The researchers also found that replacing TV time with absolutely anything else — including sleep, for girls who got not more than seven hours of sleep an evening — increased their probabilities of healthy aging. The more intense the brand new activity, the larger the boost.

Although the actual percentage of ladies who were capable of age healthily was small, the study authors estimated that an extra 61% of ladies could have joined this select group in the event that they had done 4 things:

  • Spend at the least three hours a day doing light physical activity at work.
  • Invest at the least half-hour of moderate to intense physical activity on daily basis.
  • Maintained their weight inside the traditional range quite than being chubby or obese.
  • Limited their television time to lower than three hours a day.

The study didn’t show that excessive TV viewing caused the nurses to fail to age healthily, only that there was a big inverse correlation between the 2. Still, there are good reasons to imagine that their preferred sedentary activity was at the least partly guilty.

Previous studies have linked prolonged sitting – particularly while watching television – to various health problems, including diseases corresponding to Breast cancer, Colon cancer, Type 2 diabetes, Cardiovascular disease And early death(This particular study found that sitting for at the least twice so long as sitting for lower than three hours per day was related to a 17% increased risk of premature death in men and a 34% increased risk of premature death in women.)
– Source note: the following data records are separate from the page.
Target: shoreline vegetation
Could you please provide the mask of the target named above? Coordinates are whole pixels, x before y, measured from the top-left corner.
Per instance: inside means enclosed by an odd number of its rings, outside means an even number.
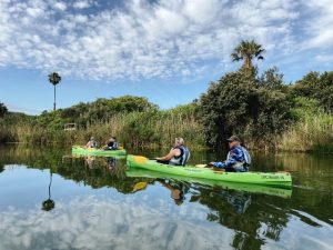
[[[264,49],[242,41],[231,54],[243,66],[211,82],[189,104],[161,110],[147,98],[99,98],[40,116],[8,112],[0,102],[0,143],[85,144],[94,137],[100,147],[111,136],[127,149],[170,148],[182,137],[191,149],[225,149],[238,134],[251,150],[333,152],[333,71],[309,72],[286,83],[276,67],[259,74],[252,60]],[[61,77],[57,74],[57,83]],[[50,76],[53,76],[50,74]],[[49,77],[50,77],[49,76]],[[58,81],[59,80],[59,81]],[[64,130],[74,123],[75,130]]]
[[[321,103],[304,81],[309,74],[290,86],[281,81],[276,69],[264,74],[269,76],[253,78],[255,82],[245,82],[249,86],[239,88],[241,92],[238,92],[234,88],[242,84],[244,73],[232,72],[211,83],[200,99],[168,110],[160,110],[145,98],[132,96],[97,99],[91,103],[44,111],[40,116],[8,112],[0,103],[0,143],[70,147],[85,144],[94,136],[101,146],[110,136],[115,136],[129,149],[158,149],[170,148],[174,138],[181,136],[191,149],[200,150],[223,148],[226,146],[224,139],[236,133],[252,150],[332,153],[332,100]],[[310,74],[315,78],[329,76],[332,88],[333,72]],[[276,83],[273,82],[276,78],[280,84],[274,90],[271,87]],[[260,80],[269,81],[269,90]],[[314,92],[312,96],[310,90]],[[230,92],[235,96],[229,100]],[[246,100],[249,96],[250,100]],[[245,108],[238,107],[232,99],[251,103]],[[77,130],[64,130],[63,126],[69,122],[74,122]]]

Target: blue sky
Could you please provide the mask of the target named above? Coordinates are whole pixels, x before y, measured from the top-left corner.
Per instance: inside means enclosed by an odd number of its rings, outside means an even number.
[[[161,108],[189,103],[238,69],[241,39],[265,48],[261,71],[286,82],[332,70],[332,0],[0,0],[0,102],[52,110],[133,94]]]

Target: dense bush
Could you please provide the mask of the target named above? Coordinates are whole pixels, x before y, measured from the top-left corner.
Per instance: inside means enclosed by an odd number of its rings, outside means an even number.
[[[199,100],[198,110],[208,143],[224,146],[235,133],[253,143],[276,143],[290,122],[287,89],[276,69],[261,78],[240,70],[211,83]]]
[[[315,99],[326,112],[333,112],[333,71],[310,72],[292,88],[294,96]]]

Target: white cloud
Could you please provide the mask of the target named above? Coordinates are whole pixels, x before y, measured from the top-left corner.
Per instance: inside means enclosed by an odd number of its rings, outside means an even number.
[[[72,7],[79,12],[72,12],[64,1],[0,0],[0,67],[104,80],[169,78],[209,72],[206,64],[213,61],[228,69],[241,39],[254,38],[268,50],[266,58],[333,44],[332,7],[321,0],[131,0],[114,9],[95,6],[75,1]],[[80,11],[87,8],[90,11]],[[306,19],[311,10],[321,17]]]
[[[77,1],[73,3],[74,9],[85,9],[89,7],[90,7],[90,3],[88,1]]]
[[[0,212],[0,249],[232,249],[234,232],[206,221],[202,206],[171,204],[87,196],[50,212],[10,208]]]
[[[67,9],[67,4],[64,2],[56,2],[53,7],[54,7],[54,9],[58,9],[61,11],[64,11]]]

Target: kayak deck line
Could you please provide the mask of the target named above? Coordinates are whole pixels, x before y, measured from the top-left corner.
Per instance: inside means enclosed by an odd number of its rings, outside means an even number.
[[[127,150],[103,150],[103,149],[94,149],[94,148],[84,148],[84,147],[72,147],[72,154],[80,156],[95,156],[95,157],[113,157],[113,156],[125,156]]]
[[[276,188],[276,187],[262,186],[262,184],[252,184],[252,183],[216,181],[216,180],[202,179],[202,178],[191,178],[191,177],[163,173],[163,172],[140,169],[140,168],[130,168],[125,171],[125,174],[127,177],[131,177],[131,178],[168,179],[171,181],[194,183],[196,186],[199,184],[199,187],[220,187],[224,190],[235,190],[241,192],[269,194],[269,196],[281,197],[284,199],[289,199],[292,196],[292,189],[285,189],[280,187]]]

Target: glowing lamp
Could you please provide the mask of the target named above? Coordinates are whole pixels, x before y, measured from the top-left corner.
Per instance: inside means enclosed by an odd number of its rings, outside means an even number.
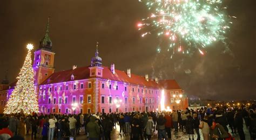
[[[33,46],[33,44],[28,44],[28,45],[26,45],[26,48],[29,50],[31,50],[32,49],[33,49],[33,47],[34,46]]]

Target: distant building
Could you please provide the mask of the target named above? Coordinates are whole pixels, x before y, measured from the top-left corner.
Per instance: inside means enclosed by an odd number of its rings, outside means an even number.
[[[96,49],[91,65],[55,72],[52,44],[46,34],[35,51],[34,69],[36,91],[39,111],[50,113],[89,113],[126,111],[151,111],[159,108],[161,90],[166,91],[166,106],[173,109],[188,107],[187,98],[174,80],[159,81],[102,65],[102,59]],[[159,83],[158,83],[158,82]],[[0,113],[14,89],[15,82],[0,85]],[[2,87],[1,88],[1,87]],[[183,95],[180,102],[173,96]]]

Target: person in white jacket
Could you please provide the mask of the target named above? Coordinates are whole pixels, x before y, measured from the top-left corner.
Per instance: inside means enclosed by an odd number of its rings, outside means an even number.
[[[57,119],[54,116],[50,116],[49,119],[49,139],[53,140],[54,136],[54,130],[55,130],[55,123],[57,122]]]

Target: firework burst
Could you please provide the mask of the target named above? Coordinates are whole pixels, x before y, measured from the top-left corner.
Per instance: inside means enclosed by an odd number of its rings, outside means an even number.
[[[221,0],[145,0],[151,15],[138,24],[142,37],[156,33],[168,39],[167,51],[189,53],[212,43],[224,41],[224,34],[232,23],[226,19]],[[159,50],[158,49],[158,50]]]

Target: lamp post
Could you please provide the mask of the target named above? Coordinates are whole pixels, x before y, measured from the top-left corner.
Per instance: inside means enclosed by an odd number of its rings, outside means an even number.
[[[182,98],[182,94],[180,94],[179,95],[179,96],[176,96],[176,95],[173,95],[173,98],[174,99],[175,102],[176,102],[176,103],[178,105],[177,109],[179,109],[179,104],[181,101],[181,99]]]

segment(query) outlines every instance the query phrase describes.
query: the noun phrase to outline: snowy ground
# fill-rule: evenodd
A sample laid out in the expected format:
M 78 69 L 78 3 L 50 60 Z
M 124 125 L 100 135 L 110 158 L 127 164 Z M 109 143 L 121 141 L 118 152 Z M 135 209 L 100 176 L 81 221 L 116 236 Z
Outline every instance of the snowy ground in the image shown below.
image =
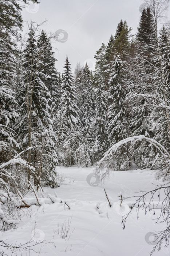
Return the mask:
M 145 170 L 113 172 L 109 181 L 95 187 L 90 186 L 86 181 L 87 176 L 92 173 L 93 169 L 73 166 L 68 168 L 58 167 L 58 170 L 66 177 L 65 181 L 59 188 L 46 188 L 45 191 L 46 194 L 52 195 L 56 192 L 70 210 L 59 202 L 50 205 L 46 204 L 40 207 L 34 206 L 25 209 L 23 211 L 27 216 L 23 218 L 17 229 L 1 232 L 1 240 L 7 239 L 8 243 L 15 244 L 26 242 L 31 238 L 35 242 L 44 240 L 47 243 L 53 242 L 54 244 L 40 244 L 35 248 L 37 252 L 40 250 L 41 252 L 46 252 L 45 255 L 48 256 L 149 255 L 153 246 L 147 243 L 145 236 L 149 232 L 154 233 L 161 230 L 163 225 L 155 224 L 154 221 L 151 220 L 152 218 L 154 218 L 153 211 L 146 215 L 144 211 L 141 211 L 137 220 L 137 213 L 133 210 L 123 230 L 121 211 L 126 212 L 129 209 L 126 207 L 123 210 L 120 208 L 120 202 L 117 203 L 119 200 L 118 195 L 120 191 L 124 196 L 130 196 L 140 189 L 150 190 L 154 187 L 153 183 L 160 182 L 155 180 L 154 171 Z M 103 187 L 111 198 L 111 208 Z M 160 210 L 158 209 L 156 212 L 157 215 Z M 60 234 L 58 234 L 56 230 L 59 225 L 60 230 L 62 223 L 65 221 L 67 224 L 71 218 L 70 237 L 68 240 L 68 237 L 64 239 Z M 153 238 L 150 237 L 150 241 Z M 5 253 L 11 255 L 8 249 Z M 18 252 L 17 256 L 20 255 Z M 22 255 L 38 255 L 33 252 L 30 255 L 23 252 Z M 159 252 L 156 252 L 153 255 L 169 256 L 170 247 L 163 247 Z

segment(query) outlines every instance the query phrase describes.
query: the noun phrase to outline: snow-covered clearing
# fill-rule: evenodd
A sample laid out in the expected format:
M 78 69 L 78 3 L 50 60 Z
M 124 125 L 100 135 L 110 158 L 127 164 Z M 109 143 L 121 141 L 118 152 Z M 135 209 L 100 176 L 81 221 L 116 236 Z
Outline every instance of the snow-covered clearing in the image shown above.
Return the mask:
M 58 200 L 51 204 L 46 204 L 40 207 L 33 206 L 22 210 L 27 213 L 27 216 L 24 216 L 17 229 L 1 232 L 1 240 L 7 239 L 7 242 L 13 244 L 27 242 L 31 237 L 35 241 L 44 240 L 47 243 L 53 242 L 55 247 L 54 244 L 47 243 L 37 245 L 34 248 L 37 252 L 40 250 L 41 252 L 46 252 L 45 255 L 48 256 L 149 255 L 153 245 L 147 242 L 145 236 L 149 232 L 161 230 L 163 225 L 154 224 L 154 221 L 151 220 L 151 218 L 155 218 L 153 210 L 146 215 L 144 210 L 140 210 L 138 220 L 134 209 L 123 230 L 121 211 L 129 209 L 126 206 L 122 208 L 123 210 L 120 209 L 118 195 L 120 191 L 124 196 L 130 196 L 140 189 L 150 190 L 155 187 L 153 183 L 160 182 L 155 180 L 154 171 L 146 169 L 112 172 L 110 180 L 106 181 L 104 184 L 92 187 L 86 181 L 87 175 L 93 172 L 92 168 L 74 166 L 67 168 L 58 167 L 57 169 L 66 176 L 65 181 L 57 188 L 45 188 L 44 190 L 46 194 L 52 196 L 56 192 L 63 203 Z M 103 187 L 112 204 L 111 208 Z M 64 201 L 70 210 L 64 204 Z M 160 210 L 155 211 L 157 216 Z M 70 237 L 62 238 L 57 230 L 59 227 L 60 233 L 62 223 L 65 221 L 67 226 L 68 220 L 70 222 L 71 218 L 69 232 Z M 150 237 L 150 241 L 151 240 Z M 11 255 L 8 249 L 5 252 Z M 158 254 L 156 252 L 153 255 L 165 256 L 170 254 L 169 246 L 162 247 Z M 19 252 L 17 256 L 20 255 Z M 23 252 L 22 255 L 38 255 L 32 251 L 30 255 Z

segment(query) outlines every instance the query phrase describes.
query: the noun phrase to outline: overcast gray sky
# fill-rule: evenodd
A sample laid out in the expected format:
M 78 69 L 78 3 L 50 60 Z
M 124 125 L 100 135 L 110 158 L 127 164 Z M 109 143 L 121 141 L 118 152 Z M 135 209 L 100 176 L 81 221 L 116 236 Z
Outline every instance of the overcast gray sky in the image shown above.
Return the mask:
M 114 34 L 121 19 L 126 20 L 133 29 L 132 34 L 135 34 L 141 15 L 139 7 L 143 3 L 142 0 L 39 1 L 39 5 L 31 4 L 23 9 L 23 17 L 24 21 L 32 19 L 38 23 L 47 20 L 43 29 L 48 32 L 54 33 L 59 30 L 66 31 L 65 35 L 61 34 L 58 39 L 62 40 L 64 36 L 65 42 L 56 41 L 53 44 L 58 49 L 54 50 L 58 60 L 56 67 L 60 72 L 67 54 L 73 71 L 78 62 L 83 65 L 87 61 L 93 69 L 96 52 L 103 42 L 107 43 L 112 34 Z

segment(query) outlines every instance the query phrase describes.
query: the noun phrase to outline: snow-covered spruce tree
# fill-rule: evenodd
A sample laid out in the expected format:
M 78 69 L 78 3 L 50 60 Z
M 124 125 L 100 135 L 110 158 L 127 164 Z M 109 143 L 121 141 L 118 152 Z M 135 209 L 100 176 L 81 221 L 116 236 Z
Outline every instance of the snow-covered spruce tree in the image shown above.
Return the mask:
M 92 150 L 94 151 L 95 161 L 102 158 L 103 154 L 108 149 L 108 136 L 107 129 L 108 127 L 107 98 L 106 91 L 106 85 L 100 70 L 96 71 L 97 77 L 97 84 L 95 89 L 95 134 L 96 141 Z
M 73 76 L 67 56 L 62 78 L 61 98 L 59 106 L 58 151 L 64 165 L 75 162 L 75 151 L 79 145 L 79 119 L 76 105 L 76 91 Z
M 124 62 L 121 60 L 118 54 L 114 57 L 109 83 L 108 95 L 111 104 L 108 108 L 107 133 L 110 146 L 125 139 L 129 135 L 125 105 L 127 83 L 124 65 Z M 127 157 L 126 149 L 124 153 Z M 119 166 L 117 165 L 117 167 L 120 168 L 121 161 L 118 160 Z
M 155 84 L 158 100 L 152 113 L 152 129 L 154 138 L 170 152 L 170 41 L 169 30 L 163 27 L 159 38 L 160 57 L 156 72 Z M 162 104 L 159 104 L 161 101 Z
M 0 1 L 0 162 L 10 159 L 18 145 L 12 130 L 17 114 L 13 90 L 15 72 L 15 40 L 21 29 L 20 8 L 16 1 Z
M 77 100 L 76 105 L 78 108 L 78 113 L 81 123 L 83 118 L 84 95 L 83 93 L 83 69 L 79 63 L 78 63 L 74 71 L 74 85 L 76 90 Z
M 51 96 L 41 78 L 46 76 L 41 72 L 42 48 L 35 40 L 37 28 L 32 23 L 29 27 L 28 38 L 24 51 L 24 78 L 17 95 L 19 106 L 16 128 L 22 149 L 36 146 L 28 151 L 25 157 L 35 167 L 34 184 L 38 186 L 40 179 L 49 185 L 55 185 L 55 167 L 57 157 L 55 150 L 56 138 L 53 131 L 50 116 Z M 30 170 L 28 179 L 31 178 Z
M 50 106 L 54 108 L 54 104 L 57 109 L 59 104 L 60 87 L 59 73 L 55 67 L 57 60 L 54 57 L 50 38 L 43 30 L 37 40 L 37 47 L 41 49 L 40 64 L 39 66 L 40 77 L 50 93 L 51 102 L 49 102 Z
M 130 50 L 130 37 L 132 29 L 129 29 L 126 20 L 123 22 L 121 20 L 118 24 L 115 34 L 114 47 L 115 52 L 118 52 L 121 58 L 126 58 Z
M 156 53 L 157 41 L 155 24 L 150 8 L 143 9 L 138 28 L 137 39 L 138 42 L 138 54 L 146 58 L 145 65 L 147 66 L 147 73 L 153 72 L 150 70 L 150 63 L 154 63 Z
M 77 150 L 79 162 L 88 167 L 93 163 L 91 148 L 94 144 L 94 103 L 92 81 L 86 63 L 83 69 L 81 79 L 82 102 L 81 143 Z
But researchers at Harvard’s TH Chan School of Public Health have gone a step further, said Dr. I-Min Leean epidemiologist at Brigham & Women's Hospital in Boston who studies how physical activity can prevent chronic diseases and extend life.

“This study expands our knowledge because it addresses 'healthy aging,'” said Lee, who was not involved within the study. “'Health' is not just the absence of disease; it encompasses dimensions of physical and mental health, function and well-being.”

All of the study participants were women, however the biological mechanisms likely apply to men as well, Lee said. Still, it will be good to truly test this association in men, in addition to people from a wider range of racial and ethnic backgrounds, she said. (The group of ladies in the unique Nurses Health Study was predominantly white.)

The youngest baby boomers are actually turning 60, and the share of the U.S. population that’s at the least 65 years old is predicted to rise from about 17% today to almost 21% in 2050. accordingly the U.S. Census Bureau.

“Population ageing is an important public health problem,” the study authors wrote, and techniques to advertise healthy ageing “are urgently needed.”